I know, absolutely, that God is not disturbed by such questions. God handles “worse” questions every day. I also know that God wants to respond to each of us, not always by answering our questions, but by giving us what we most want, perhaps unknowingly, in the first place: God’s presence and love.
Facing the Feelings
Although my experience with cancer ended, medically speaking, only two months after it began, my life was forever changed. During that time and for several months afterward, I felt the full range of emotions that normally accompany a trauma: shock, fear, grief, anger, frustration, and guilt feelings. Of course, I didn’t deal with each emotion once and then lay it to rest. In twos or threes and sometimes all at once, they kept returning, just like the ants I always thought I’d gotten rid of in my bathroom.
I’ve heard some Christians say, “But all things work together for good. God can take away the shock, the fear, and all your other negative feelings.” Yes, God can. But then many of us wouldn’t have the compassion, the passion, that we have experienced about life and about God and about those we love. As long as God hates evil—including the evil of breast cancer—shouldn’t we hate evil? As long as God grieves, shouldn’t we grieve? When we experience these “negative” feelings and tell God about them, we can experience more of God. We also give God the opportunity to respond to our feelings. When we acknowledge that we’re afraid, we can receive God’s comfort. When we acknowledge that we’re angry, God can show us why we’re angry and how to respond to the causes of our anger. When we grieve, God grieves with us and helps us to fully understand the value of our loss. God is a “feeling” God who is very present with us in our strong feelings.
The experience of having breast cancer never ends, even if the cancer does. Although I was considered cured, I still face the cancer that is no longer there. I face it every time I look at the scar on my chest. I face it every time I have sensations of breast tenderness on my left side and then realize that my nerve endings—the ones that are still alive—are fooling me once again. I face it every time I lay my remaining breast on the cold slab of the mammography machine, and then again as I wait vigilantly for the results. I face it every time another friend hears the word “malignant” from her doctor. And I face it every time it kills another friend.
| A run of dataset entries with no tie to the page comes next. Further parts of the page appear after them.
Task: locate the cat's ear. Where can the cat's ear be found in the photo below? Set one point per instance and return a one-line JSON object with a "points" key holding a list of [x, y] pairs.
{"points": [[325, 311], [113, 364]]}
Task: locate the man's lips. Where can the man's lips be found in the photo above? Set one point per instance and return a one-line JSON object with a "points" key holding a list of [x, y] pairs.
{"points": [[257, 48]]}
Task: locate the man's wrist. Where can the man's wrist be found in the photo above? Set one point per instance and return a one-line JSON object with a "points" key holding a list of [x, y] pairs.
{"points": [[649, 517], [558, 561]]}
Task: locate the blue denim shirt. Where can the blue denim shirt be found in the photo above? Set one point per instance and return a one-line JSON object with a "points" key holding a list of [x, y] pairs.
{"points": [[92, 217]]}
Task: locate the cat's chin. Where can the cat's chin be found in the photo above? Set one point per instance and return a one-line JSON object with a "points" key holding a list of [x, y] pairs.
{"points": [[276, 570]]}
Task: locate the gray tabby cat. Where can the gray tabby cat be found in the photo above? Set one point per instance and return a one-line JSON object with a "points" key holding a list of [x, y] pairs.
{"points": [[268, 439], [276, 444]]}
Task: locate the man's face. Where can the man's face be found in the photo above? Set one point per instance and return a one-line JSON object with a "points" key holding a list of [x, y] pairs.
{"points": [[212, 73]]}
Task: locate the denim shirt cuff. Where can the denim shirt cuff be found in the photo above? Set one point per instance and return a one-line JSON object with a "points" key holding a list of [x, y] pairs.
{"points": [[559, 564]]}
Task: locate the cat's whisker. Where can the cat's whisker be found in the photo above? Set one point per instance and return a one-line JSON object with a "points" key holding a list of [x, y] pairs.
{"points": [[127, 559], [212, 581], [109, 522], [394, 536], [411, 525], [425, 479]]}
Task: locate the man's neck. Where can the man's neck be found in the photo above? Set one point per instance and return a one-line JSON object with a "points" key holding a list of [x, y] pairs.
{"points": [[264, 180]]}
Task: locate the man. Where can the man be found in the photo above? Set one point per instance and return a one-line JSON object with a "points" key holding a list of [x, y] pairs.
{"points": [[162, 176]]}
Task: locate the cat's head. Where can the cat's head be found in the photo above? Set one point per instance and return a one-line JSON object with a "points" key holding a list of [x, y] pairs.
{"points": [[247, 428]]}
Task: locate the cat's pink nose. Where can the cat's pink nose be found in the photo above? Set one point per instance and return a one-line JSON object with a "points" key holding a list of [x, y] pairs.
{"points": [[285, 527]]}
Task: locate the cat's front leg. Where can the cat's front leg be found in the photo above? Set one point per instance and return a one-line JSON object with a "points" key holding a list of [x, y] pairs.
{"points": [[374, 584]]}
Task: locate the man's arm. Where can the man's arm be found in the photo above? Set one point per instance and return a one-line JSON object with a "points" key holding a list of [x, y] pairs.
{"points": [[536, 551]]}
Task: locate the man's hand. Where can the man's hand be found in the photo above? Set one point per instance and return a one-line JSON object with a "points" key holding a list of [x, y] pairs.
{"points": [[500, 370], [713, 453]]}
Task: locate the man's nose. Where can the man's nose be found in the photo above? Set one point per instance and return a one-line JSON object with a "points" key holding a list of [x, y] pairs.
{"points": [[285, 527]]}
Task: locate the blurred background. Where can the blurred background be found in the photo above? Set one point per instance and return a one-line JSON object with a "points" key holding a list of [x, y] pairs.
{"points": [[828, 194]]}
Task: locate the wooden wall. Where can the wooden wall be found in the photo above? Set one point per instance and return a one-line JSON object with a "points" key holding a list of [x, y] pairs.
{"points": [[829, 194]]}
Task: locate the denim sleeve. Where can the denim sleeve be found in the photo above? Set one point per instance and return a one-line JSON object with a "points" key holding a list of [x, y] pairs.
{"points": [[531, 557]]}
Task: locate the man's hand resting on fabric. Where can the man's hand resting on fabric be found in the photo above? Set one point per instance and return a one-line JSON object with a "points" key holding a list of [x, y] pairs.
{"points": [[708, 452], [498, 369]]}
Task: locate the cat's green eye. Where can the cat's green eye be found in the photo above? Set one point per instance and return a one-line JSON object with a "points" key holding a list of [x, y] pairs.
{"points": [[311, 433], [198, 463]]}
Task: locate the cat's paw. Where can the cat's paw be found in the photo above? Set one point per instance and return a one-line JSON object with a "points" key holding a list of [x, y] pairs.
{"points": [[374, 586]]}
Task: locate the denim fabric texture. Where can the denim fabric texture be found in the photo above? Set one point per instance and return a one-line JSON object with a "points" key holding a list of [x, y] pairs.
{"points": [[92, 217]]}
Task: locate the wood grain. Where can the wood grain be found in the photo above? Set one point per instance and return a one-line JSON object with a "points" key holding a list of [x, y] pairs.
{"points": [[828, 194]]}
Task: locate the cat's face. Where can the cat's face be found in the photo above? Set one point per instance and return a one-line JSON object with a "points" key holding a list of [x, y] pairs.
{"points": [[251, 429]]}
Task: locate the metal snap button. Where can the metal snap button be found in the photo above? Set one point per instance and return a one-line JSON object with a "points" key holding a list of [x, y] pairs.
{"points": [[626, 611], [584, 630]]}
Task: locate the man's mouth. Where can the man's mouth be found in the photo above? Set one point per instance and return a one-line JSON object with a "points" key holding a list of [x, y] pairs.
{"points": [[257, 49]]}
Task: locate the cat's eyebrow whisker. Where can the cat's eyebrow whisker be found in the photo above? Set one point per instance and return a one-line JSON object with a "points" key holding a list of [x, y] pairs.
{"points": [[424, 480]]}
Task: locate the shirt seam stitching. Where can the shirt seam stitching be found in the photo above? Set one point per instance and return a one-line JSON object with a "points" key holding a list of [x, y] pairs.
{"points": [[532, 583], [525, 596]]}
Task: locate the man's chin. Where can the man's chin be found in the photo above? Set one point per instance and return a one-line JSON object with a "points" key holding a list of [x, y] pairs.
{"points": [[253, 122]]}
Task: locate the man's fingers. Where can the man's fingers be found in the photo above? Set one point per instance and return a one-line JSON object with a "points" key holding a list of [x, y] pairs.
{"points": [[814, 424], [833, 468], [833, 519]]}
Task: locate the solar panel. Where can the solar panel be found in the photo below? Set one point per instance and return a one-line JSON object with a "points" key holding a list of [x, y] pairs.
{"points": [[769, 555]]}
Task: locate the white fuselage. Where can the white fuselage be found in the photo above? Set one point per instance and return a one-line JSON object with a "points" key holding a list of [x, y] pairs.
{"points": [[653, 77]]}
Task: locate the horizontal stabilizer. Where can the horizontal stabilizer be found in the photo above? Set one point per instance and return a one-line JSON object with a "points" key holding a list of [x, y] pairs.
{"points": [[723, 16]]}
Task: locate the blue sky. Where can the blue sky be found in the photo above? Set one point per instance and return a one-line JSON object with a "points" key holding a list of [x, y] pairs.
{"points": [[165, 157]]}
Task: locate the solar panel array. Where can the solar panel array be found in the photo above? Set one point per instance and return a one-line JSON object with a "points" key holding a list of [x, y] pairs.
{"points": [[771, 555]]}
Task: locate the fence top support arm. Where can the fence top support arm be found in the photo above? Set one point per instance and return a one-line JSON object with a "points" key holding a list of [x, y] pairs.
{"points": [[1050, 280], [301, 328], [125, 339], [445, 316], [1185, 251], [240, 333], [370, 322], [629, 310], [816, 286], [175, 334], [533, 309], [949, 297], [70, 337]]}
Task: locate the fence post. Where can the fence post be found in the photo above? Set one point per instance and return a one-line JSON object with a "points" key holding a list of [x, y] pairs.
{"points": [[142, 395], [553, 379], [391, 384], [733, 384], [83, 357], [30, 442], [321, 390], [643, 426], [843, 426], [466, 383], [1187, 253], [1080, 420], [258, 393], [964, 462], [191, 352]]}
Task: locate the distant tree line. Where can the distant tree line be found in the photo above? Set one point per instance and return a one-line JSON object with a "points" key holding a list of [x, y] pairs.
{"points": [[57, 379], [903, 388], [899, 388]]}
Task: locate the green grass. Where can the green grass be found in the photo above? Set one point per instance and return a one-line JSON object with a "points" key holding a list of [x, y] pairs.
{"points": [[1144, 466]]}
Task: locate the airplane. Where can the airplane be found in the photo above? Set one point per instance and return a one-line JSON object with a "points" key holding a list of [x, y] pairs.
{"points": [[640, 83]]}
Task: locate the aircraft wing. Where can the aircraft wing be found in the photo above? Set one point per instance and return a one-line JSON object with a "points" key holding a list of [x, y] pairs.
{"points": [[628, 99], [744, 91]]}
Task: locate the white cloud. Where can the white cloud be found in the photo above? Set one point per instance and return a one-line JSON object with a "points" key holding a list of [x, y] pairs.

Yet, for all of us whose stories are told in Desperate Hope, facing the enemy of breast cancer has been a journey of desperate hope—not because there’s anything good about the disease, but because we have experienced God in the midst of it. Rachel remembers “desperately” needing to know that God was with her. Judy remembers feeling that she was hanging over a cliff but was being held by the firm grasp of God. And Bonita remembers feeling “absolutely desperate for hope.” Our God, whose power is far greater than all the evils in the world combined, has promised to be with us, to comfort us, and to help us throughout our experience of breast cancer.
Whether you have, or did have, breast cancer yourself or you know someone who does, may you find help by experiencing the God of our desperate hope.
Questions for reflection or discussion:
What was it like for you to be diagnosed with breast cancer?
If you prayed soon after the diagnosis, what were your prayers like?